È un Dio degli ultimi, dei margini da recuperare, delle ferite da guarire, delle cicatrici da custodire, quello che Angelo Casati canta in E non avere occhi spenti (Magnano, Qiqajon, 2021, 221 pagine, € 15, introduzione di Chandra Livia Candiani): «Perdo pezzi / e tu li raccogli / alle spalle, Signore, / tu Dio dell’orfano e della vedova / tu Dio dei frammenti» (Perdo pezzi). È un Dio che si fa compagno di strade polverose, amico di asfalti urbani, viandante con i viandanti, narratore di sé nella scelta di farsi fratello: «E tu a raccontarmi del tuo viaggio / nella nostra carne» (E tu a raccontarmi).

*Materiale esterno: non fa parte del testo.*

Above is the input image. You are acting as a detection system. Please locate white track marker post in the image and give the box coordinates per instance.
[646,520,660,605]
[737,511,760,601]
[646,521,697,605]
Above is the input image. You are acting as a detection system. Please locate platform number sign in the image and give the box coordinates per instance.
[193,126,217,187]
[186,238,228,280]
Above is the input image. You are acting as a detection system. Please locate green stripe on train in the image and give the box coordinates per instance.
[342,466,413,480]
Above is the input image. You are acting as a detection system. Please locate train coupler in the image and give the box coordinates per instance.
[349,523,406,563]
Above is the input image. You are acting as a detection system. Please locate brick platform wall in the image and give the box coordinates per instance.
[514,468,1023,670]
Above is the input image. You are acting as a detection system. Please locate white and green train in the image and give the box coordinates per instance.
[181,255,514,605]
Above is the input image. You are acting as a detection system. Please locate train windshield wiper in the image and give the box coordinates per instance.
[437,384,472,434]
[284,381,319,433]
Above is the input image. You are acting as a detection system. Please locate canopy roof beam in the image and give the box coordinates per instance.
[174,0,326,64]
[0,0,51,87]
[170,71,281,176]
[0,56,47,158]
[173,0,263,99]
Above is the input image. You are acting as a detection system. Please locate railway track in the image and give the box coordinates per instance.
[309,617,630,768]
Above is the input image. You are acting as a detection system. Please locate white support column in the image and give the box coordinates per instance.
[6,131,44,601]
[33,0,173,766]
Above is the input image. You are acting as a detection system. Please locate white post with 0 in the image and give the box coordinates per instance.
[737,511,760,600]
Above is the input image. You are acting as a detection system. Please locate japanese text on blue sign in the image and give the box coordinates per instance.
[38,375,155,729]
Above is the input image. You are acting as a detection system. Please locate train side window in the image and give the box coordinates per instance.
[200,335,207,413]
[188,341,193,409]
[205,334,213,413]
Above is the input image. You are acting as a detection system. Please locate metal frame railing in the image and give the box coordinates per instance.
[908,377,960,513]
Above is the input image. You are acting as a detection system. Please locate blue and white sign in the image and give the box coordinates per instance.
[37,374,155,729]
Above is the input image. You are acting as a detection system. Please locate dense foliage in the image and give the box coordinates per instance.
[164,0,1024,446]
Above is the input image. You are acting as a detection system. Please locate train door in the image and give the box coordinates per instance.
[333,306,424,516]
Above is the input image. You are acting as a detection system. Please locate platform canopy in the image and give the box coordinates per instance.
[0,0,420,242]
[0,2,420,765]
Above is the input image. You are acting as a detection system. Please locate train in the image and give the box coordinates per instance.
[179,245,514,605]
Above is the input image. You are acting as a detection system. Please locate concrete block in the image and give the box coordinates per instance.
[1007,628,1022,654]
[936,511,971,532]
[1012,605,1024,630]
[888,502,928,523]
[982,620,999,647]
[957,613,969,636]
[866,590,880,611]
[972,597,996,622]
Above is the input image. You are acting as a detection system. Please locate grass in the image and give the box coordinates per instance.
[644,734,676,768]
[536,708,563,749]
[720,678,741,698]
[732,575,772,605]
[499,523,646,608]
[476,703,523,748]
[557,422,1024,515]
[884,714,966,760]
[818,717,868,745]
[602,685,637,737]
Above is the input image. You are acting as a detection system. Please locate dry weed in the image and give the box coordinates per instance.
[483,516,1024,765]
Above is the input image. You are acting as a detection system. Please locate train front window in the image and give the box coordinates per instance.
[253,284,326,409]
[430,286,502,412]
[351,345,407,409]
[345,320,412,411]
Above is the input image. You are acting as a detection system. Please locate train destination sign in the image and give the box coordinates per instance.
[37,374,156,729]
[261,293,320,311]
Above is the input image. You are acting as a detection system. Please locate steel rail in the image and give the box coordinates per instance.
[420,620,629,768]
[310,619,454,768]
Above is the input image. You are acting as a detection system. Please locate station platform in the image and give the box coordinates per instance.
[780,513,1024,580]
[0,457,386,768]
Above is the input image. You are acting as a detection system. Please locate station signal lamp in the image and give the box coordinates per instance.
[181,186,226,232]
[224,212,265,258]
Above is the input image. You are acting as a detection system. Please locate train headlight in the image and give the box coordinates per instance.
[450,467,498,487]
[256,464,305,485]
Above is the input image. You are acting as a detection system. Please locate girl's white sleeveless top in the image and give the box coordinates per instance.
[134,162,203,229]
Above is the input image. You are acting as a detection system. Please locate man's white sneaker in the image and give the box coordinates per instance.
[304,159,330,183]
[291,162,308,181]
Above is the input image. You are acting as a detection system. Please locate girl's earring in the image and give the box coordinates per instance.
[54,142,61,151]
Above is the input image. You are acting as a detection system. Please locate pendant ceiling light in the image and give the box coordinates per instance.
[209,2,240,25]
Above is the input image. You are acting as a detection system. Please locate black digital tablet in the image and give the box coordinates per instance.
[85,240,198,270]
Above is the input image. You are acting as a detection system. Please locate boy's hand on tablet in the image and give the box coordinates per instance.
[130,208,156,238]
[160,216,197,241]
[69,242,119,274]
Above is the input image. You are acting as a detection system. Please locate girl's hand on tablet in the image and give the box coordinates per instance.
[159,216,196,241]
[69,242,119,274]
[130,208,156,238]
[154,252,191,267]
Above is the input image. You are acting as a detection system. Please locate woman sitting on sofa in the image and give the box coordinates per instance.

È davvero un Dio degli umili e dello sguardo verso ciò che è povero e debole — a partire dall’io del poeta: «E sia grazia / essere amato / nella mia debole / incerta misura» (Temo maschere incisi ai volti) — quello che ritorna in versi delicati, finissimi, essenziali; così Angelo Casati raccoglie nel volumetto le sue meditazioni in poesia, testi composti lungo diversi anni, dal 2005 alla soglia della pubblicazione, condividendo con il lettore intuizioni e meditazioni che, in realtà, sono intense preghiere, lucide e commosse osservazioni del reale, dove un ciottolo che tiene aperta una porta, un albero, un lavatoio di montagna, un’icona vanno a destare nuove visioni e significati reconditi nell’animo dell’autore: «A me è dato / per grazia / carico d’anni / incantarmi» (Ancora incantarmi). È questa una delle funzioni più alte della poesia, e Angelo Casati si immerge in essa, con forza e con levità insieme, in testi di rara bellezza, tra i più belli che mi sia capitato ultimamente di leggere.
Sono poesie che sanno commuovere, modulandosi sulla gratitudine e sullo stupore; poesie che risvegliano sensibilità, amore alla vita, fede in Dio che è interlocutore tenero e misericordioso, «Dio delle infinite sorgenti» (Sosta ad ogni torrente), Padre e compagno, capace di suscitare «il brivido degli occhi» (La distanza) perché, nelle antiche parole che il Vangelo custodisce, Egli sa scaldare cuori e risollevare vite — esperienza a cui tutti aneliamo e che Angelo Casati sperimenta, per primo, su di sé: «Mi seduce il colore / della misericordia. / La tua risposta / nel vento / è promessa di scala dall’alto» (Come gradini di corda).
Non c’è un testo, tra quelli che intessono la raccolta, che non spinga alla sosta, alla riflessione, al silenzio: in versi densi, brevi, l’autore invita alla meditazione, compartecipando ciò che vede e sente e capisce, nei molteplici luoghi che gli hanno donato ispirazione, dal monastero di Bose a Concenedo di Barzio (Lc), dalla Romania all’Uzbekistan, fino a Milano (dove egli è stato parroco per molti anni), città amata soprattutto nelle mattine estive che «profumano di silenzio» (Verde compassione). Ma soprattutto Casati è uomo che sa farsi scuotere e sa scuotere, oltre le superficialità: «Non amo le strade / senza tornanti / autostrade / di pallide ovvietà» (Non amo).
Allora si capisce il perché del titolo: è auspicio e preghiera, constatazione e dono, il «non avere occhi spenti», per penetrare la vita, scorgere i segni del passaggio di Dio insieme alla tracce dell’umanità in cammino: «Attraversare cinquant’anni / e non avere occhi spenti? / E che sia questo il vangelo? / Il silenzio di pochi / in una chiesa, / il brulicare di voci / in una pizzeria? / Confusi, senza distanze? / Usciamo, / il marciapiedi dei saluti, / i passi nella notte, / le strade, / il regno di Dio, / la nostra città» (Mescola sacra).